The present study provides further evidence showing distinct genetic profiles among MALT lymphoma of various sites (Figure 1). MALT lymphoma of the salivary gland features frequent mutation of TBL1XR1 and GPR34, while those of the thyroid are characterized by frequent mutations in TET2, TNFRSF14 and PIK3CD. MALT lymphoma of the ocular adnexa is noted for frequent TNFAIP3 mutation. In contrast, MALT lymphomas of the stomach and lung are distinguished by a high prevalence of t(11;18)(q21;q21).

The present study also unravels several distinct associations among genetic changes in MALT lymphoma. In MALT lymphoma of the salivary gland, there is a significant positive association between TBL1XR1 mutation and GPR34 mutation/translocation. The effect of TBL1XR1 mutations has not been fully characterized, but a previous report suggests that mutations enhance TBL1XR1 binding to NCoR and facilitate its degradation, consequently promoting NF-κB and JUN target gene expression.[41] Thus, TBL1XR1 mutation may sustain GPR34 mediated NF-κB and AP1 activation via this mechanism.
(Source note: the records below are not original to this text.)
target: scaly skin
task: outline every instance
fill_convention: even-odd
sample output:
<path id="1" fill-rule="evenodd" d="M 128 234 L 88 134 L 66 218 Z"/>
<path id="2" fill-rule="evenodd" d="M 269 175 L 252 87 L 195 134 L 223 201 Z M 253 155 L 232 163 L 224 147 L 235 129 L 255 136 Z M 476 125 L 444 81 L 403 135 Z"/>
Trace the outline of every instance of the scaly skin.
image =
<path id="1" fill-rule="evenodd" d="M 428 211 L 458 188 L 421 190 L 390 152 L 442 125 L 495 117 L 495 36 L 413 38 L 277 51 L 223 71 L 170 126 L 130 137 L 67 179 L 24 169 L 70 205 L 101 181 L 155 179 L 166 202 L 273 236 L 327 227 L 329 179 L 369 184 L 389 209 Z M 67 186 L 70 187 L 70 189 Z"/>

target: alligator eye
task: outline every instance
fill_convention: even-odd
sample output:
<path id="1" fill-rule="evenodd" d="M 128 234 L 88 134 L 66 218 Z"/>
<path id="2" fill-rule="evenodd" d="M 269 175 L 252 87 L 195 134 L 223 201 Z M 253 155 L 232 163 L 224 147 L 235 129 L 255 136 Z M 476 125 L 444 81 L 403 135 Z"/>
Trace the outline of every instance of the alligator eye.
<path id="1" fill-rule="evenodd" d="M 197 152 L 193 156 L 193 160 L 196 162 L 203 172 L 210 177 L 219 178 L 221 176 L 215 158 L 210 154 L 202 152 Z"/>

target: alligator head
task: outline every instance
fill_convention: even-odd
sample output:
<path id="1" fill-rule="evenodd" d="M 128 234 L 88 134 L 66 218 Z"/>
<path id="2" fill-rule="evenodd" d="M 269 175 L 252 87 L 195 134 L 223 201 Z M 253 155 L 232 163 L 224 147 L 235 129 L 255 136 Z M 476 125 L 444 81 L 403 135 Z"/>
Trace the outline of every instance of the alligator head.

Why GPR34 mutation and translocation are preferentially associated with MALT lymphoma of the salivary gland is unclear. GPR34 has been shown to be activated by lysophosphatidylserine, which could be generated by hydrolysis of the exposed membrane lipids in apoptotic cells through phospholipase A.[37,38] Among MALT lymphoma of various sites, the lymphoepithelial lesions are most prominent in those of salivary gland. It remains to be investigated whether such lymphoepithelial lesions may facilitate the production of lysophosphatidylserine, the ligand for GPR34, thereby facilitating the expansion and localization of B cells carrying GPR34 genetic changes surrounding the lymphoepithelial lesion.

In MALT lymphoma of the ocular adnexa, TBL1XR1 mutation is mutually exclusive from TNFAIP3 mutation and IGHV4-34 usage, but significantly associated with IGHV3-23 usage and PIK3CD mutation, albeit with limited numbers of cases involved. Like IGHV4-34 rearrangements, the IGHV3-23 rearrangement seen in ocular adnexal MALT lymphoma also encodes autoreactive BCR as shown by recombinant antibody studies.[5] In this context, the significant association between TBL1XR1 mutation and IGHV3-23 rearrangement is very much analogous to that between TNFAIP3 mutation and IGHV4-34 rearrangement reported previously,[17] hence expanding the evidence supporting oncogenic co-operation between antigenic drive and acquired genetic changes in MALT lymphoma. Similarly, the significant association between TBL1XR1 and PIK3CD mutation may also signify oncogenic co-operation between the two genetic events.

In summary, our study reveals several novel genetic changes including GPR34 and CCR6 mutations not yet reported in human malignancies, and provides further evidence of distinct mutation profiles in MALT lymphoma of various sites. These novel findings offer exciting prospects for further characterization of the molecular pathogenesis of MALT lymphoma.